Kassler pork chops topped with mustard butter and served with potato salad.




Ingredients to serve 2

  • 300g x baby potatoes – cut in half
  • 2 x kassler pork chops
  • 1 x tomatoes – slice into thin wedges (½ cm)
  • 2 sticks x celery – slice thinly at an angle
  • 10g x parsley – remove stalks & chop roughly
  • 1 tbsp x red wine vinegar
  • 1 tbsp x capers – chop roughly
  • 2 tbsp x butter (from your pantry, for the mustard butter)
  • 1 tbsp x wholegrain mustard
  • olive oil (from your pantry)
  • salt & pepper (from your pantry)

Ingredients to serve 4

  • 600g x baby potatoes – cut in half
  • 4 x kassler pork chops
  • 2 x tomatoes – slice into thin wedges (½ cm)
  • 4 sticks x celery – slice thinly at an angle
  • 20g x parsley – remove stalks & chop roughly
  • 2 tbsp x red wine vinegar
  • 2 tbsp x capers – chop roughly
  • 4 tbsp x butter (from your pantry, for the mustard butter)
  • 2 tbsp x wholegrain mustard
  • olive oil (from your pantry)
  • salt & pepper (from your pantry)

Method

Step 1

Preparation: Prepare all ingredients as indicated above.

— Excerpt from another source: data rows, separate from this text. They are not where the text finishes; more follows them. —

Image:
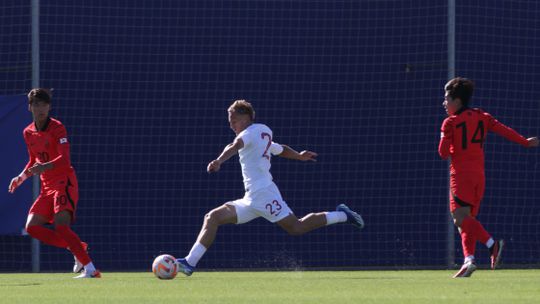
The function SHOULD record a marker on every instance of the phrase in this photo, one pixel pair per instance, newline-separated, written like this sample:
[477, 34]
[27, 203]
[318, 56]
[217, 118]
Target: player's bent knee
[213, 218]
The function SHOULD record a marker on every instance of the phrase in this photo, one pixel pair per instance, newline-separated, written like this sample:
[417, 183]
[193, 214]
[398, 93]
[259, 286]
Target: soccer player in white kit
[253, 143]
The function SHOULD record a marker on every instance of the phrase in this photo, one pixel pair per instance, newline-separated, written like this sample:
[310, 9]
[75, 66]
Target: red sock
[74, 243]
[468, 241]
[47, 236]
[476, 227]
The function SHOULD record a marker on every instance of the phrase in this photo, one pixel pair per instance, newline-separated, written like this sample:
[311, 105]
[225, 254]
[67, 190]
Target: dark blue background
[143, 87]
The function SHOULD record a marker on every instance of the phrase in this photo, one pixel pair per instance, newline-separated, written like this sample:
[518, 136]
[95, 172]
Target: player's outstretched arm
[18, 180]
[290, 153]
[230, 150]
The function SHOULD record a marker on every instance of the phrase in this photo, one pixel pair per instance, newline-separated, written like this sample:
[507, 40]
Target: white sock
[334, 217]
[89, 267]
[195, 254]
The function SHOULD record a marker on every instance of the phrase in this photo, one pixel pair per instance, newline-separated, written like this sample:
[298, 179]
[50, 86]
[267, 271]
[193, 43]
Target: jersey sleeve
[275, 148]
[60, 136]
[505, 131]
[446, 138]
[31, 156]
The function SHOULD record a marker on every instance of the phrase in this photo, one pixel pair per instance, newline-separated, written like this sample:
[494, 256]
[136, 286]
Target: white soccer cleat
[466, 270]
[87, 275]
[78, 266]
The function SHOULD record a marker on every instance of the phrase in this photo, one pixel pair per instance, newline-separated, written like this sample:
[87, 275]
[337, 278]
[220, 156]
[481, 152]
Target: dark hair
[461, 88]
[40, 94]
[242, 107]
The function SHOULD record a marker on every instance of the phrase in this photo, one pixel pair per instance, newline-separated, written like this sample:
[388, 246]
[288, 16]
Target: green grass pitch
[336, 287]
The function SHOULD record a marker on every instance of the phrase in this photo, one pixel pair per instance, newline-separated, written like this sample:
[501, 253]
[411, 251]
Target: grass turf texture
[337, 287]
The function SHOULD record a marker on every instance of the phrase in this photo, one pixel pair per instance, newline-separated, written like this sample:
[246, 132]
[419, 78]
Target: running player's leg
[40, 214]
[296, 226]
[35, 228]
[224, 214]
[62, 221]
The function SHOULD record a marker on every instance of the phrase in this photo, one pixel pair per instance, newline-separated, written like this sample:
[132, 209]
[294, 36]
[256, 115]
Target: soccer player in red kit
[48, 148]
[463, 134]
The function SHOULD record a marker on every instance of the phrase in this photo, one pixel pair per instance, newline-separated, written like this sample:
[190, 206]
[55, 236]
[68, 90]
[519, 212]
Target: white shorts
[266, 202]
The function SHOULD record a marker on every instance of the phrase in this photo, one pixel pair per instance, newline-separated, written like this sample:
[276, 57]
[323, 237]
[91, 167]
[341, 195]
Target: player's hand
[39, 168]
[213, 166]
[15, 183]
[533, 142]
[307, 155]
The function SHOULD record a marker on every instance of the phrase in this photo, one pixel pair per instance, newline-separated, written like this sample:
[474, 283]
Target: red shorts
[57, 195]
[467, 189]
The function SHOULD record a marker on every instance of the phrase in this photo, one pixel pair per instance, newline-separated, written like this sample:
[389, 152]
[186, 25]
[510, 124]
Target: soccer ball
[164, 267]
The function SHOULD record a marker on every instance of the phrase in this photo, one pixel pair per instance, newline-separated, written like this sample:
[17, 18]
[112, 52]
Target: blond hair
[242, 107]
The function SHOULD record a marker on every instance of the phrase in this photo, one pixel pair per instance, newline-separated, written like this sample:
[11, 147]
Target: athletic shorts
[266, 202]
[57, 195]
[467, 189]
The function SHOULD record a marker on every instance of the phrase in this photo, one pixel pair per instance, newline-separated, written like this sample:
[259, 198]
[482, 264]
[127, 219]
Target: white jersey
[255, 156]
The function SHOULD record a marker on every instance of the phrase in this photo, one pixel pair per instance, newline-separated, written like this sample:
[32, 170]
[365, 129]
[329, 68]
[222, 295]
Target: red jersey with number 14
[463, 135]
[48, 145]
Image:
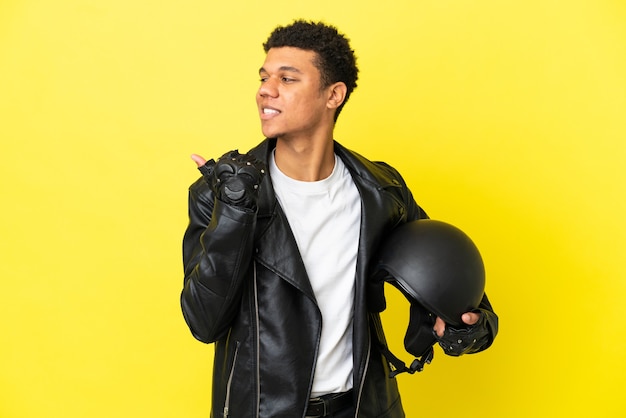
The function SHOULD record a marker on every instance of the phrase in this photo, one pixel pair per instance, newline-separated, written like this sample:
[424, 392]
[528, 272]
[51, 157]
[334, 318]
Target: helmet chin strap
[419, 341]
[398, 366]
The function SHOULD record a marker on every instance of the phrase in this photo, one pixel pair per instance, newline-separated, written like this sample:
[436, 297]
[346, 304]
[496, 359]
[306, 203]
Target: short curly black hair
[336, 60]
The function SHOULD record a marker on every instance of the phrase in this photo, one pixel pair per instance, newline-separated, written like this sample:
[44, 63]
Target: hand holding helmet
[456, 341]
[235, 178]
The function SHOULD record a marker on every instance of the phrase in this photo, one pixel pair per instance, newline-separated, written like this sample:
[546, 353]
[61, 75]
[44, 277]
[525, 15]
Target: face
[290, 100]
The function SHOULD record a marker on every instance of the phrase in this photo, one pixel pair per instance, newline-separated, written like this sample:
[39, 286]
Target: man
[278, 250]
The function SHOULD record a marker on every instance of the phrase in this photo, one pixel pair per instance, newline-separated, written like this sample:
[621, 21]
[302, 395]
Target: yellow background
[507, 118]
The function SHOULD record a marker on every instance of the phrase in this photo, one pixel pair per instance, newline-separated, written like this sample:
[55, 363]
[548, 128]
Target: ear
[336, 95]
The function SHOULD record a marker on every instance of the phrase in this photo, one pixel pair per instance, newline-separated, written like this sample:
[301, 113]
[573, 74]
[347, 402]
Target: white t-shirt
[325, 217]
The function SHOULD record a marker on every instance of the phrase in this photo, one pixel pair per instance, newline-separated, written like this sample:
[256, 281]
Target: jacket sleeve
[217, 254]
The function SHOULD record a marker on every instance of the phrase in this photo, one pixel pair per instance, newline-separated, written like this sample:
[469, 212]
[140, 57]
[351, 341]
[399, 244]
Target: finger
[200, 161]
[470, 318]
[440, 327]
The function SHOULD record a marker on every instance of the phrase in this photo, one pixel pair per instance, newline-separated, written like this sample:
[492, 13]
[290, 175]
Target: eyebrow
[283, 68]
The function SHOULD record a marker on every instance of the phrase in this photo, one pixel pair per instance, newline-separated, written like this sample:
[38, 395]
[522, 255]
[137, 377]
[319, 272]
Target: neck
[306, 159]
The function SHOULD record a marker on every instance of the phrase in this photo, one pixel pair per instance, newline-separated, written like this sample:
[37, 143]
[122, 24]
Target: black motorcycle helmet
[440, 271]
[436, 265]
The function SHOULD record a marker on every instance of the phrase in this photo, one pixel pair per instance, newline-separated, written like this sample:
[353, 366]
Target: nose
[268, 88]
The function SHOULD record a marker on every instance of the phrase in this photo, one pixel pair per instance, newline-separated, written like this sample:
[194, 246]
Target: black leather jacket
[246, 290]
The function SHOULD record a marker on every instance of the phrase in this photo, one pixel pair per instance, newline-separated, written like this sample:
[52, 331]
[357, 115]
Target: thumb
[199, 160]
[470, 318]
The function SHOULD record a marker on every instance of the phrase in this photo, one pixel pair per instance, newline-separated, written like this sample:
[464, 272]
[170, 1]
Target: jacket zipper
[230, 381]
[362, 383]
[258, 342]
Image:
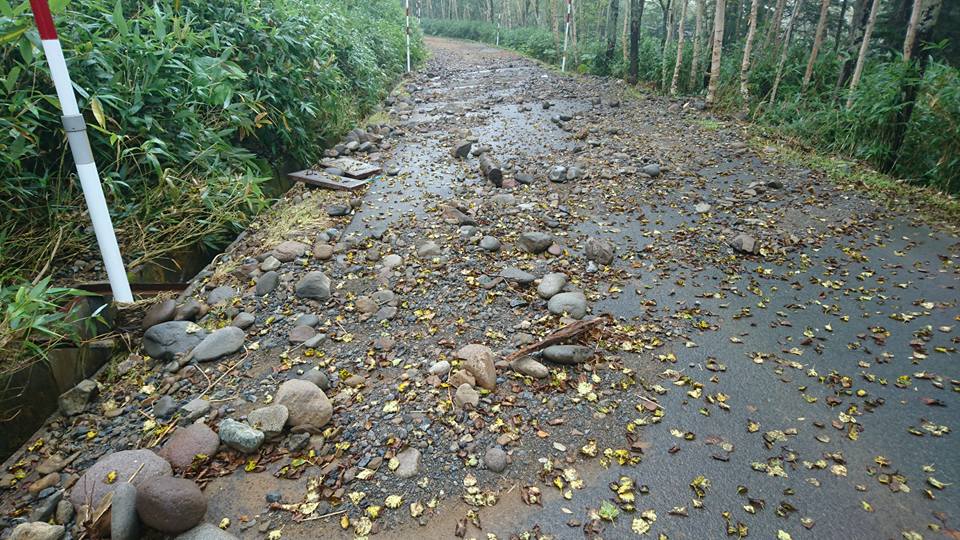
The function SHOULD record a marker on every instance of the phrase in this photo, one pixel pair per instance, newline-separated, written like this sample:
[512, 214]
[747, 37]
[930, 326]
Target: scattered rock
[315, 285]
[220, 343]
[171, 505]
[159, 313]
[187, 443]
[75, 401]
[573, 304]
[568, 354]
[307, 405]
[240, 436]
[167, 340]
[535, 241]
[479, 361]
[409, 463]
[551, 285]
[270, 419]
[93, 485]
[526, 365]
[495, 459]
[124, 522]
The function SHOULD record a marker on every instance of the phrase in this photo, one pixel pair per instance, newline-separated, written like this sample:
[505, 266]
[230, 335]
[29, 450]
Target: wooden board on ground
[328, 181]
[352, 168]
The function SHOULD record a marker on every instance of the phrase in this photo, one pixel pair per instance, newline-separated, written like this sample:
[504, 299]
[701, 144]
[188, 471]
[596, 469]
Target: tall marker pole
[408, 35]
[76, 129]
[566, 36]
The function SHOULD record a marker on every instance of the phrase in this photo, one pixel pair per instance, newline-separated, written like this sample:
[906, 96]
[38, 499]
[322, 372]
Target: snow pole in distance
[566, 35]
[408, 35]
[76, 129]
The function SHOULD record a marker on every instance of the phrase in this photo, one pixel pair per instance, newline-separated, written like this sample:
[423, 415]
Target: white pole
[566, 36]
[408, 36]
[76, 129]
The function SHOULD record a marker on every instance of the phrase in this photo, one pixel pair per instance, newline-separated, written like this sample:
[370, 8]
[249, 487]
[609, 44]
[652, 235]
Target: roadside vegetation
[788, 65]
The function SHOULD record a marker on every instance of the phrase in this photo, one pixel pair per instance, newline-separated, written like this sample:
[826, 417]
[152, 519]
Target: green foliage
[34, 320]
[187, 103]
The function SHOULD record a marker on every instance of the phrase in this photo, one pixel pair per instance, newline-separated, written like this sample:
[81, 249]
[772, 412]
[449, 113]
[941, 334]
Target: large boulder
[171, 505]
[479, 360]
[120, 466]
[306, 404]
[167, 340]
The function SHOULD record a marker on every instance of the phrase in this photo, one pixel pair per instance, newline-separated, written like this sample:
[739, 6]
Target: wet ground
[806, 390]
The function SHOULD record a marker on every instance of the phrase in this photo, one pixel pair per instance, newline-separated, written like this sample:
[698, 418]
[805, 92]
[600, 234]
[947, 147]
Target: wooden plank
[352, 167]
[324, 180]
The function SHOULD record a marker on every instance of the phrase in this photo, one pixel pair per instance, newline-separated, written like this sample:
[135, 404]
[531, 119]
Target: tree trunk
[718, 20]
[697, 44]
[840, 20]
[612, 33]
[676, 68]
[773, 30]
[911, 37]
[911, 84]
[864, 46]
[817, 43]
[785, 51]
[745, 65]
[636, 16]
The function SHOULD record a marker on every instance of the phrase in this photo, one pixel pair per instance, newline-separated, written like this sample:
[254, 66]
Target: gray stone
[531, 368]
[514, 274]
[221, 295]
[37, 530]
[409, 461]
[307, 404]
[568, 354]
[171, 505]
[573, 304]
[159, 313]
[206, 531]
[164, 407]
[187, 443]
[479, 360]
[466, 397]
[240, 436]
[267, 283]
[167, 340]
[551, 285]
[495, 459]
[289, 250]
[534, 241]
[243, 320]
[75, 401]
[270, 264]
[220, 343]
[92, 486]
[195, 409]
[270, 419]
[599, 251]
[124, 522]
[315, 285]
[490, 243]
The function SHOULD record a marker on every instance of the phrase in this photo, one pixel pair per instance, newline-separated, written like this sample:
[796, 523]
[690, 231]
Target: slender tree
[864, 46]
[785, 51]
[718, 20]
[817, 43]
[745, 64]
[697, 44]
[676, 67]
[910, 87]
[636, 17]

Boil the kettle.

Step 2

Potatoes: Place a large saucepan of lightly salted water on high heat. When the water is boiling add the baby potatoes and allow to boil gently (turn the heat down a bit) for about 15 minutes until tender but not falling apart. If you can easily push a fork in the potato, it’s done. Remove from stove, drain in a colander. Set aside to cool.

Step 3

Kassler pork chops: Cut perpendicular slits (about 2cm apart) all the way along the fatty edge of each chop to prevent it from curling up in the pan. Then season the chop on both sides with a little salt and pepper and rub with olive oil. Put a dry frying pan on high heat. When the pan is hot (but not smoking), place chops in the pan and sear for 4 minutes on one side and 3-4 minutes on the other side. Then hold the pork chop on its fat edge (using tongs or 2 spoons) to crisp it up – about a minute.

Step 4

Potato salad: Once the baby potatoes have cooled down (they can still be a little warm but not piping hot), mix them with the tomatoes, celery, parsley, red wine vinegar and capers. Add a good drizzle of olive oil and season with salt and pepper.

Step 5

Mustard butter: Place a small pan on very low heat and add the butter (see quantity above for the mustard butter) and the wholegrain mustard. Stir continuously while the butter melts, so it emulsifies, and doesn’t split.

Step 6

Serve the pork chops topped with the mustard butter and serve the potato salad on the side.